日本海事新聞社 物流ウェビナー2
 印刷 2020年12月23日デイリー版3面

スタンデージ、ナイジェリアへの輸出、通関・配送可能に。現地企業とシステム連携

 貿易総合プラットフォーム(PF)サービスを提供するSTANDAGE(スタンデージ、本社・東京都港区、足立彰紀社長)は22日、ナイジェリアの物流スタートアップ企業MVXchange(MVXチェンジ)とAPI(アプリケーション・プログラミング・インターフェース)連携したと発表した。

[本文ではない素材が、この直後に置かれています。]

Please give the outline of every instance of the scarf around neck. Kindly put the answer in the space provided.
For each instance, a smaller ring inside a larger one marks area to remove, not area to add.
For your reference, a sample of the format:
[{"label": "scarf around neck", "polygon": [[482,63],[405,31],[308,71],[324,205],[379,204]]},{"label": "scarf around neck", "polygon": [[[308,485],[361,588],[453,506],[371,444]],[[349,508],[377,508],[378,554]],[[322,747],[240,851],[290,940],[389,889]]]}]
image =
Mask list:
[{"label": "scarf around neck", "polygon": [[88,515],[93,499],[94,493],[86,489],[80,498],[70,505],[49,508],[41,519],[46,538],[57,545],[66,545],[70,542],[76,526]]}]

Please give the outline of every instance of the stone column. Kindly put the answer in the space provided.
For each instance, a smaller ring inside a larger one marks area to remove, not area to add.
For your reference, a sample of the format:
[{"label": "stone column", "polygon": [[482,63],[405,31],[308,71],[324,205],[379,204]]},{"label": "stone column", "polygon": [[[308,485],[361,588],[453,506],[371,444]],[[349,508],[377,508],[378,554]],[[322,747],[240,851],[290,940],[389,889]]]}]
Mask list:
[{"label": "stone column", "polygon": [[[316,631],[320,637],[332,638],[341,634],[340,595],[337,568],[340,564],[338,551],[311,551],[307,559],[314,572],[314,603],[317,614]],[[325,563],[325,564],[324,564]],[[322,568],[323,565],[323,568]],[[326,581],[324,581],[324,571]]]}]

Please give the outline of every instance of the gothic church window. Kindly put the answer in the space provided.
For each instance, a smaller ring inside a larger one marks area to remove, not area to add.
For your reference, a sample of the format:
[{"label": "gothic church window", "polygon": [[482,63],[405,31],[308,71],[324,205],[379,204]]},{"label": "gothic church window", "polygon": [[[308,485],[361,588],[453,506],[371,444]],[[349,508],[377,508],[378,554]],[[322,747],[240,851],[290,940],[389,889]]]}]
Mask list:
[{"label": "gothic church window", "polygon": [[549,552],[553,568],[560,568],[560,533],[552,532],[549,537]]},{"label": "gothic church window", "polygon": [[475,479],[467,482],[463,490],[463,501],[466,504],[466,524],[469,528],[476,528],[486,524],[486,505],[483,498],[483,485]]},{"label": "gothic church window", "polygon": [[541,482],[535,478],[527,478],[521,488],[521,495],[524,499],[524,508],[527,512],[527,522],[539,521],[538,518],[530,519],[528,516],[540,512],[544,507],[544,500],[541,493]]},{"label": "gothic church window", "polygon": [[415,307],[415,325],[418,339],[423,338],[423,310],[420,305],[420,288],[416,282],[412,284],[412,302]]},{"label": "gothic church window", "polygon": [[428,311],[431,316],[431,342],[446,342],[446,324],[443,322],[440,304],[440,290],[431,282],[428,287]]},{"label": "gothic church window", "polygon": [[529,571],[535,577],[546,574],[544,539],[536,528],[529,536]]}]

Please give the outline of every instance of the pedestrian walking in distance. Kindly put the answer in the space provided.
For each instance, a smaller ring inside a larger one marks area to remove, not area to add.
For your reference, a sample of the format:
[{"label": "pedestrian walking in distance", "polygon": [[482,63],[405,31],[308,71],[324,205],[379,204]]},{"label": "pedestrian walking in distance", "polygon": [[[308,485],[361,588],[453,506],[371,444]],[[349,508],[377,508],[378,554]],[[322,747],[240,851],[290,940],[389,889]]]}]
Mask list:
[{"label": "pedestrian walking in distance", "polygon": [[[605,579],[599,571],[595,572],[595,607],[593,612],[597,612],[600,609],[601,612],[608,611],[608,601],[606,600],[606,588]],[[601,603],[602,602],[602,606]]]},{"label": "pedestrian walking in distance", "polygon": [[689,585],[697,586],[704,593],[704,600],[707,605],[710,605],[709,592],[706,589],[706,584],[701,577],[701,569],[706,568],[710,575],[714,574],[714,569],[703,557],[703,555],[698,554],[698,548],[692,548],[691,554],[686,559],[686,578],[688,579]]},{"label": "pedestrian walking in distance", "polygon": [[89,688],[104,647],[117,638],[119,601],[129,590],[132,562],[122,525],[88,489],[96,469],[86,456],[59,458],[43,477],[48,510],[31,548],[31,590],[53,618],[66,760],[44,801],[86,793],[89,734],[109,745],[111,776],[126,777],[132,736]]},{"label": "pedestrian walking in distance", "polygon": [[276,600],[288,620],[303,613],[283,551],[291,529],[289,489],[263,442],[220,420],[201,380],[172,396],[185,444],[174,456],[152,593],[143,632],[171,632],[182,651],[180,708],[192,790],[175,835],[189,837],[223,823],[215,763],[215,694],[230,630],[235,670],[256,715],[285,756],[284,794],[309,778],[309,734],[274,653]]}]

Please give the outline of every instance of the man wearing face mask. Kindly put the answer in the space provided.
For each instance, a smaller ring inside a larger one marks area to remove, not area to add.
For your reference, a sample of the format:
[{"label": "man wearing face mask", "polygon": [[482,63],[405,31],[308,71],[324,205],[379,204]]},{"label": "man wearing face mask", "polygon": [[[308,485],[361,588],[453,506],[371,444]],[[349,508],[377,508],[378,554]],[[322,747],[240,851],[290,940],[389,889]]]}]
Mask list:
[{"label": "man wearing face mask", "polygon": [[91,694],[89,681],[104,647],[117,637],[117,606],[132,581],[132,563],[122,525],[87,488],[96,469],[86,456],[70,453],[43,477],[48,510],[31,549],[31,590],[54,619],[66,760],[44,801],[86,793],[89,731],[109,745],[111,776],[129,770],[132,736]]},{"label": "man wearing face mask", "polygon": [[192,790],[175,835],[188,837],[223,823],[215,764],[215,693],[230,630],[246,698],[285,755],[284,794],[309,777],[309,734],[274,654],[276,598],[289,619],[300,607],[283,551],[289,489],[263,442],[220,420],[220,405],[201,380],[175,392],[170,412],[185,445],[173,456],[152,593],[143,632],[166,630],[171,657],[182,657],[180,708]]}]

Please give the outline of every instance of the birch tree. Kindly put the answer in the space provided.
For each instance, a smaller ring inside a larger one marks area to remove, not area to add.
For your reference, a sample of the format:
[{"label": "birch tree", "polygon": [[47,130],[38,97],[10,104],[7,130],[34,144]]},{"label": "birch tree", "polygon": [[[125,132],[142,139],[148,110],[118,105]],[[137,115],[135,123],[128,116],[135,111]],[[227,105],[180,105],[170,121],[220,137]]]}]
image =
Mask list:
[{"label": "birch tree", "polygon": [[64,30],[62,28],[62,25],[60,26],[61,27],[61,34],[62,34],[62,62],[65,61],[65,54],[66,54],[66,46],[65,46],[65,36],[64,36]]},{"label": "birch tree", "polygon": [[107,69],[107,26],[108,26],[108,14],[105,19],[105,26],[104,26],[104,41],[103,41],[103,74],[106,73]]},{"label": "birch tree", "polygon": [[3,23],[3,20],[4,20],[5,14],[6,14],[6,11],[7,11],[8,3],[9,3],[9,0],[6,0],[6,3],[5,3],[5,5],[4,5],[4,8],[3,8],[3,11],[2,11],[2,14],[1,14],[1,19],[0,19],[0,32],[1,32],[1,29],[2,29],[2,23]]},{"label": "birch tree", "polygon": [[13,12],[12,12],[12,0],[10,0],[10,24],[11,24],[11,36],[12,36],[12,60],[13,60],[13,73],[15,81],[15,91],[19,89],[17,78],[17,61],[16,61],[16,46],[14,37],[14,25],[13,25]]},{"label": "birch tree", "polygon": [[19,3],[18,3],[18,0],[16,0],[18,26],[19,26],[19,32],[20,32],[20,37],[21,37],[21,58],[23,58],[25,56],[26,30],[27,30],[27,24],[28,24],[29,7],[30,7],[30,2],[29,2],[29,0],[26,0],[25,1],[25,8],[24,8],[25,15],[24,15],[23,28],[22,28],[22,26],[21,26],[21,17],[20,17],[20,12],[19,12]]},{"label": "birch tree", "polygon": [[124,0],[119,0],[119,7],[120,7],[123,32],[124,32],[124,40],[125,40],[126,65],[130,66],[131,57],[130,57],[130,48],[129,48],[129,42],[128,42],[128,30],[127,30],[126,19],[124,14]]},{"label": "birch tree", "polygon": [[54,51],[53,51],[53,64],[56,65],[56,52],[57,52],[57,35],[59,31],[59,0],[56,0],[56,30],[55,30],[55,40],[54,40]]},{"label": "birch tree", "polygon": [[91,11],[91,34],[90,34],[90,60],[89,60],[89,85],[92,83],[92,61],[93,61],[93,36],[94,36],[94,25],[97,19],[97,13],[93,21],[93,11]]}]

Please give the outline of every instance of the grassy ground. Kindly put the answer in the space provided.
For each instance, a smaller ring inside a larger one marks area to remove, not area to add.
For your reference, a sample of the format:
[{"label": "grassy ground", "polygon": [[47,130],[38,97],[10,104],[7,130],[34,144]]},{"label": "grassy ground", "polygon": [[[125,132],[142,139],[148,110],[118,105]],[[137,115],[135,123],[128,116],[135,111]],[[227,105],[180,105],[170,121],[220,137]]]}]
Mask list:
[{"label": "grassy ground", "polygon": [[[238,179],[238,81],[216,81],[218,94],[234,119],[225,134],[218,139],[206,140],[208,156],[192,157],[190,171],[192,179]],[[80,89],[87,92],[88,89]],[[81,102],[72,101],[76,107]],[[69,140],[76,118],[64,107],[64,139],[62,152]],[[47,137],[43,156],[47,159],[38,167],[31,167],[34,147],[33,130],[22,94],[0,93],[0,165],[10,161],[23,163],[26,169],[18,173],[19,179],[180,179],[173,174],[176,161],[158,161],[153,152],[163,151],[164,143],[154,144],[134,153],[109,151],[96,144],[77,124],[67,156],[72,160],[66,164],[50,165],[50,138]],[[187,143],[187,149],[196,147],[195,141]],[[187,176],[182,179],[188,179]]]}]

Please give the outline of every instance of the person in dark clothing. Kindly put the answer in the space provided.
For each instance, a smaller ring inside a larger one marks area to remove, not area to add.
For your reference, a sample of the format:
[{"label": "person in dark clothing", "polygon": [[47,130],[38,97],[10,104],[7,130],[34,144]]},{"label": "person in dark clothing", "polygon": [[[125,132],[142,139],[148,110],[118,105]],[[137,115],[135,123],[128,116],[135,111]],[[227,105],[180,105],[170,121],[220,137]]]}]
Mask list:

これにより、ナイジェリアへの輸出で内陸の仕向け地まで一貫した通関・輸送手配が可能になる。

 スタンデージは貿易の売り手と買い手のマッチングから決済・ファイナンス、貨物配送までの貿易業務を完結できるデジタル貿易総合サービス「DiGiTRAD(デジトラッド)」を手掛けている。

 MVXチェンジはアフリカで貨物管理や配送手配、輸出入、通関手続きをデジタルに行える「MVXトランジット」を提供している。

 これらのシステム連携により、同日、デジトラッドのユーザーや協業物流業者がデジトラッドのシステム上からMVXチェンジの輸入通関手続きと配送を手配できるサービスの試験展開を始めた。

 まずはナイジェリア向けから始め、2021年度中に西アフリカ諸国にもサービスを展開する予定。輸出者と輸入者を結ぶエンド・ツー・エンドの貿易・決済・輸送PFを構築する。

 ナイジェリアなどアフリカ諸国への輸出では、日本の物流業者の多くは配送を輸出先の港湾や空港までとしている。ただし現地の買い手となる企業の規模は小さく、輸入通関手続きを行う負担が大きいため、輸入通関手続きから自社の指定倉庫までの配送を望む声が多かった。

 加えて、売り手である日本の企業でもラストワンマイル(最終配送)までの貨物追跡ニーズが強く、現地での物流が課題になっていた。